Here is a real idiot’s guide to predictive analytics:
- Get the relevant data.
- Let the predictive analytics algorithms loose on the data.
- Find the best patterns.
- Apply them to new data to predict outcomes – who might be a bad loan risk, which customers will respond to an offer etc.
Suppliers may talk in these terms because it is in their interest to make it sound easy and without risk – the opposite is true. There are many reasons why your predictive models might end up being more of a liability than an asset, but I’ll focus on just one – curve fitting, which is also known by several other names. An example will clarify. Imagine tossing a coin ten times, recording the outcome as H – head and T – tails. Lets say the outcome is H H T T H H T H H T.
Now any pattern detection software worth its salt will proudly deliver the following pattern – that after 2 heads a tail follows. But wait a minute. If you are willing to wager that this will happen in the future then ruin will almost certainly be the outcome. Each flip of the coin is a random independent event. We all know this.
Now scale the whole thing up to billions of records in a database with possibly hundreds of attributes (Name, Phone, Age, Salary, Zip etc). Is it possible that random patterns appear in the data to mislead us – yes absolutely. Now the people who conduct the analysis generally know about these things, and so they will reserve part of the data set to test a pattern. In fact they may use something called k-fold cross validation where the reserved section of data is varied across multiple attempts to build a model. But look at our sequence of heads and tails. If we had reserved the last three flips to test our hypothesis then we would still have come to the conclusion that it is true. These random patterns, which data mining algorithms will happily throw out as candidate predictive models, are just ghosts in your data.

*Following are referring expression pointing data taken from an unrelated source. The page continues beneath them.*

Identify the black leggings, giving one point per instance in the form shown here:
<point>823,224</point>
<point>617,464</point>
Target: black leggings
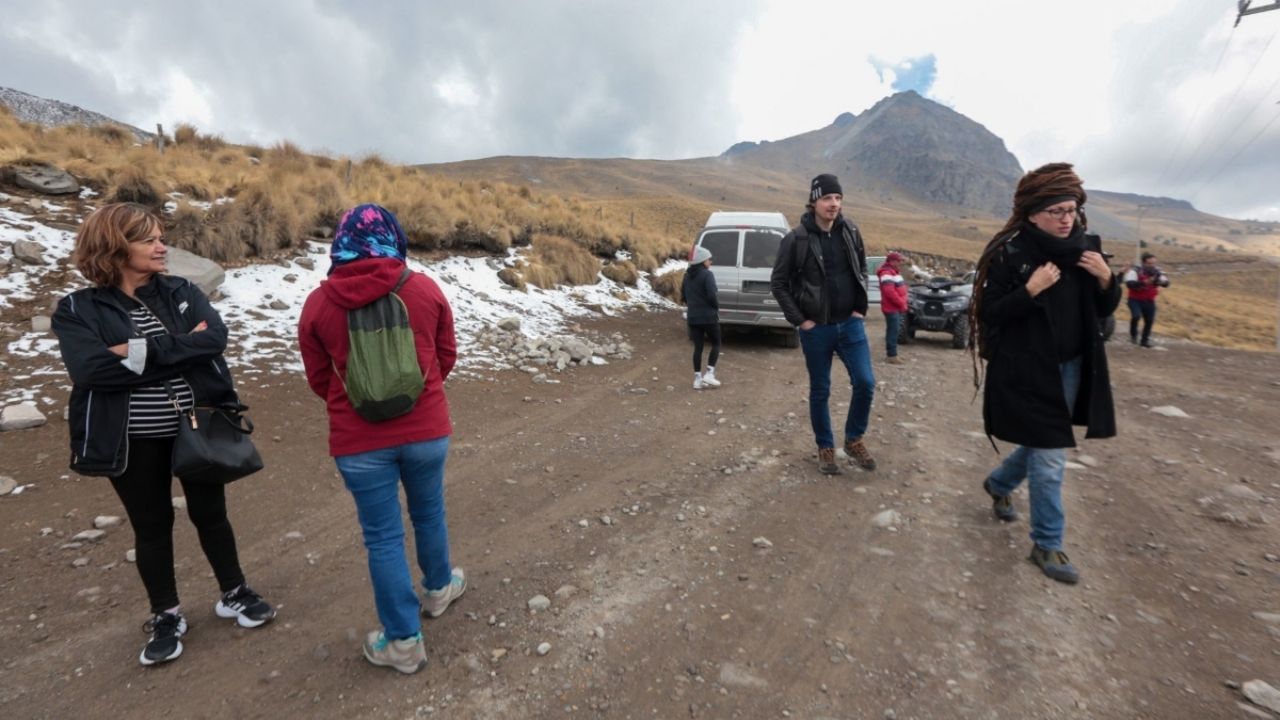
<point>145,490</point>
<point>696,332</point>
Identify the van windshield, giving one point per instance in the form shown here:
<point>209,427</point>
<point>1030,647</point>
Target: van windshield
<point>760,249</point>
<point>723,246</point>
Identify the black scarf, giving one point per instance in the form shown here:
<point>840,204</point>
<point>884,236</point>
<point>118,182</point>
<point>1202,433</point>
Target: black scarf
<point>1063,251</point>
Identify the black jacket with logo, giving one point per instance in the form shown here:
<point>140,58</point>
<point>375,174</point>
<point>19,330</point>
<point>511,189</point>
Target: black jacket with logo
<point>88,322</point>
<point>799,279</point>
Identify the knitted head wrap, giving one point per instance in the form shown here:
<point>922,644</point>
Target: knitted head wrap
<point>368,231</point>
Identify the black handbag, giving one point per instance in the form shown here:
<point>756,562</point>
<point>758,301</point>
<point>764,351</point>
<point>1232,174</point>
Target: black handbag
<point>213,443</point>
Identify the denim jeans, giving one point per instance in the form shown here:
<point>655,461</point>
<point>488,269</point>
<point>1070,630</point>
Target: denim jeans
<point>374,481</point>
<point>892,326</point>
<point>1042,469</point>
<point>848,340</point>
<point>1144,310</point>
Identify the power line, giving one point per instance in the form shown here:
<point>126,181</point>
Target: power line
<point>1225,108</point>
<point>1196,114</point>
<point>1238,153</point>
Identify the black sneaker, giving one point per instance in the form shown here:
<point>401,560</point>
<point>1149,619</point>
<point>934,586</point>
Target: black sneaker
<point>165,643</point>
<point>1001,505</point>
<point>246,606</point>
<point>1055,564</point>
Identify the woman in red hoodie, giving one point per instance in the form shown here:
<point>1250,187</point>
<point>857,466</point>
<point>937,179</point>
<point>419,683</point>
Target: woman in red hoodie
<point>374,459</point>
<point>892,302</point>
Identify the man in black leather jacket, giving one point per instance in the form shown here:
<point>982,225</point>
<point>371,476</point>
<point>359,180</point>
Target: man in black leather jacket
<point>819,281</point>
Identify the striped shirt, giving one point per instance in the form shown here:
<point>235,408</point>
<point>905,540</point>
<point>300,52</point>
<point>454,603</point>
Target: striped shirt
<point>151,413</point>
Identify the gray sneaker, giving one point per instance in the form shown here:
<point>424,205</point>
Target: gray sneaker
<point>438,601</point>
<point>406,656</point>
<point>1055,564</point>
<point>1000,504</point>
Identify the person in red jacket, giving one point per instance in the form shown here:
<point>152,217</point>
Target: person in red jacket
<point>892,302</point>
<point>1143,282</point>
<point>374,459</point>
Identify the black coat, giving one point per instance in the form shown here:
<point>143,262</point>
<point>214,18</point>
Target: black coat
<point>90,320</point>
<point>1023,401</point>
<point>799,278</point>
<point>699,294</point>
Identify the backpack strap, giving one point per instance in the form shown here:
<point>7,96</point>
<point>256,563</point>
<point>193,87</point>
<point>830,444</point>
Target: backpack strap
<point>405,274</point>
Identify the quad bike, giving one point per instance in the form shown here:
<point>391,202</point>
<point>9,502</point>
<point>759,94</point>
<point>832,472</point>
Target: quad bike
<point>938,305</point>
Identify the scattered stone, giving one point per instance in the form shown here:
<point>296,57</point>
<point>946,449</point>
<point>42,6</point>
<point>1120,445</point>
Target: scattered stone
<point>887,519</point>
<point>45,178</point>
<point>104,522</point>
<point>21,418</point>
<point>202,272</point>
<point>1262,695</point>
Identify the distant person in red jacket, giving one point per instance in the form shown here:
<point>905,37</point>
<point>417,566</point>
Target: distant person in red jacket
<point>1143,282</point>
<point>374,459</point>
<point>892,302</point>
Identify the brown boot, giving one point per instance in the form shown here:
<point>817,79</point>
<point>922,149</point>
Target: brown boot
<point>827,461</point>
<point>856,450</point>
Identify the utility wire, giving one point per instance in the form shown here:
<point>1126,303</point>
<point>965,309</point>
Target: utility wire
<point>1196,114</point>
<point>1205,137</point>
<point>1238,153</point>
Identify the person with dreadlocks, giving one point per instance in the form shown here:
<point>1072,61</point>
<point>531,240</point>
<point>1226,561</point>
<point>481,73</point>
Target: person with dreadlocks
<point>1042,292</point>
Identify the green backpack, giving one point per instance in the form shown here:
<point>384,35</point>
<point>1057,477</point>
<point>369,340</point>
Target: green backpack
<point>384,379</point>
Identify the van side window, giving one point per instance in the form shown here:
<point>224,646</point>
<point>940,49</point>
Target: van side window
<point>723,246</point>
<point>760,249</point>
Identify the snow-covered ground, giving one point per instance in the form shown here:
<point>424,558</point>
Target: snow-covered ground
<point>263,337</point>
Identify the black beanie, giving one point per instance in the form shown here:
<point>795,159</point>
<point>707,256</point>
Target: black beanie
<point>822,185</point>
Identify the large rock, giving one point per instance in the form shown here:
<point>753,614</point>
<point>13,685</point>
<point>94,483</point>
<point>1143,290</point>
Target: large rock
<point>30,253</point>
<point>45,178</point>
<point>21,417</point>
<point>204,273</point>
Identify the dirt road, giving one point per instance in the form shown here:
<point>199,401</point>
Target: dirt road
<point>696,563</point>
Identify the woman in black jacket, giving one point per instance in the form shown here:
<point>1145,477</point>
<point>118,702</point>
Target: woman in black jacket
<point>703,315</point>
<point>137,345</point>
<point>1042,292</point>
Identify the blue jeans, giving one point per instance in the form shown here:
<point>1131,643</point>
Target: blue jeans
<point>892,326</point>
<point>374,481</point>
<point>848,340</point>
<point>1042,469</point>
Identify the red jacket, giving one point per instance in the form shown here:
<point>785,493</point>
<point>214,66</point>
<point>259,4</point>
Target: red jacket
<point>324,343</point>
<point>892,288</point>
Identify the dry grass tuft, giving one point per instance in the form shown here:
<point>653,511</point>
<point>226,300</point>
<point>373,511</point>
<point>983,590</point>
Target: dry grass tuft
<point>622,272</point>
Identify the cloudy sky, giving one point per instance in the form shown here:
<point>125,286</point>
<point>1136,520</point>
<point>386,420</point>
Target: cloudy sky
<point>1152,96</point>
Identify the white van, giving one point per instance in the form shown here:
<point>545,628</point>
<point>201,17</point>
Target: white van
<point>744,246</point>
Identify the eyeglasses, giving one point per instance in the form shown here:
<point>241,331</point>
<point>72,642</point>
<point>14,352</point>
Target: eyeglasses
<point>1059,213</point>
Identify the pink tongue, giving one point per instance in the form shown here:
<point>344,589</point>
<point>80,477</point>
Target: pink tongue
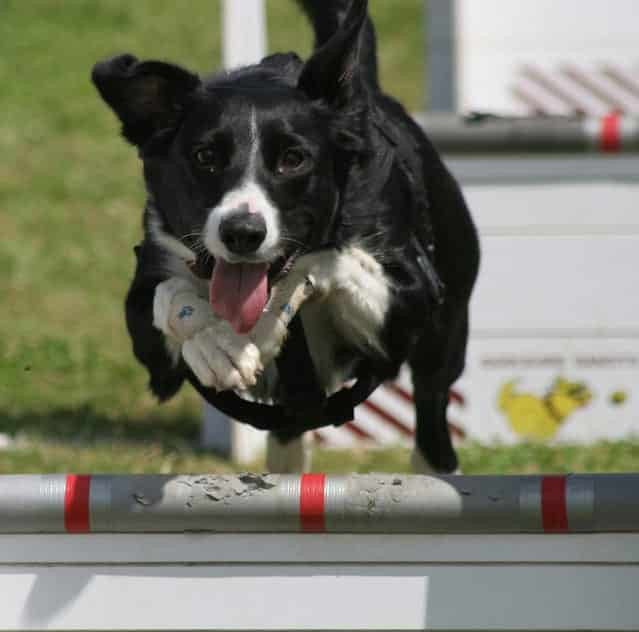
<point>238,293</point>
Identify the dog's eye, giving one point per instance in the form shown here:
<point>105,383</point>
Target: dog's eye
<point>206,158</point>
<point>290,161</point>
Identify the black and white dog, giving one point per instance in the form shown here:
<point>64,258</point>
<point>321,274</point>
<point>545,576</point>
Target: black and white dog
<point>290,174</point>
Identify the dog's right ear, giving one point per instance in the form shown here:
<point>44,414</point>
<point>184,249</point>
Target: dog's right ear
<point>147,96</point>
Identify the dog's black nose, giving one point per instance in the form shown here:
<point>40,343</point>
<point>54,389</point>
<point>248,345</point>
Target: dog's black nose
<point>243,232</point>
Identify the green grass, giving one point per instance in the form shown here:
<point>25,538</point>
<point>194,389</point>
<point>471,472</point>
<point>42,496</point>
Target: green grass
<point>70,201</point>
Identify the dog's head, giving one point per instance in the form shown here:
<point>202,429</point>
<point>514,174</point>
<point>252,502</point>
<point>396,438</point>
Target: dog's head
<point>244,167</point>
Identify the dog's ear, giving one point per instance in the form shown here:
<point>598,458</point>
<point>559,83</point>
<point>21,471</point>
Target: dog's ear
<point>332,72</point>
<point>147,96</point>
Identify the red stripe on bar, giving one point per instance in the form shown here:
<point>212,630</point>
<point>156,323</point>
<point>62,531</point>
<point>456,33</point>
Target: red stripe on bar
<point>554,513</point>
<point>609,136</point>
<point>312,502</point>
<point>76,503</point>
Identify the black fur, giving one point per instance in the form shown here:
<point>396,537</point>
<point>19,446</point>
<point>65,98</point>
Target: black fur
<point>366,155</point>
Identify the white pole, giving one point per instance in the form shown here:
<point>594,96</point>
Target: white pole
<point>243,43</point>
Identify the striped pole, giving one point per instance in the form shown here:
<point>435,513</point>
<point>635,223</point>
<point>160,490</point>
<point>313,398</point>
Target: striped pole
<point>612,133</point>
<point>370,503</point>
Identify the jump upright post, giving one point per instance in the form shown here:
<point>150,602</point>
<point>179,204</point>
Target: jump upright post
<point>315,552</point>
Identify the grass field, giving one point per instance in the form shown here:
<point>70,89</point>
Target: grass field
<point>70,200</point>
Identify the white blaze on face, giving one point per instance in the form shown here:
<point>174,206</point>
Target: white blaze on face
<point>249,193</point>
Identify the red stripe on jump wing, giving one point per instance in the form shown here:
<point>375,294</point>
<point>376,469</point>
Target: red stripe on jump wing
<point>388,418</point>
<point>609,136</point>
<point>312,502</point>
<point>400,391</point>
<point>76,503</point>
<point>358,431</point>
<point>554,513</point>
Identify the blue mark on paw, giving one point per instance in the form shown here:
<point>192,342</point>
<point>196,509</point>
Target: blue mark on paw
<point>185,312</point>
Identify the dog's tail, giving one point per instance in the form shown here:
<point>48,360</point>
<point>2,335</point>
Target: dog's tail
<point>326,16</point>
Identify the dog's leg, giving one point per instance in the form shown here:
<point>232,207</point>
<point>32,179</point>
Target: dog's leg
<point>356,291</point>
<point>286,455</point>
<point>219,357</point>
<point>436,363</point>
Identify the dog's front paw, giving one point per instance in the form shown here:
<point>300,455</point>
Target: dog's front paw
<point>222,359</point>
<point>178,311</point>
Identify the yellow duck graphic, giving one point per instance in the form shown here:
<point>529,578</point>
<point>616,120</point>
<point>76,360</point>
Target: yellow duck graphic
<point>539,418</point>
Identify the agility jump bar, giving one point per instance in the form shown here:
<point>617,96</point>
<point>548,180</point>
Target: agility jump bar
<point>366,503</point>
<point>486,133</point>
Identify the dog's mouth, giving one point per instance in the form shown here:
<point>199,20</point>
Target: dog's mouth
<point>239,292</point>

The whole issue of whether a pattern is valid or not is actually extremely complicated, and well beyond the understanding of many who practice in this field. The more frequently a data set is interrogated for patterns the more likely we are to find them, and the more likely they are to be erroneous – it’s called data mining bias among other things. Big data with thousands of attributes attracts problems of its own, and despite the popular view that billions of records can’t tell lies, in reality they tell a whole new genre of lies.
Fortunately there is a sanity check on all of this. Domain experts will know whether a pattern makes sense. If it doesn’t then it may just be that it is newly discovered knowledge, but with a domain expert at hand we can be suspicious until the suspicions are negated. Just another example of how truly stupid computers are.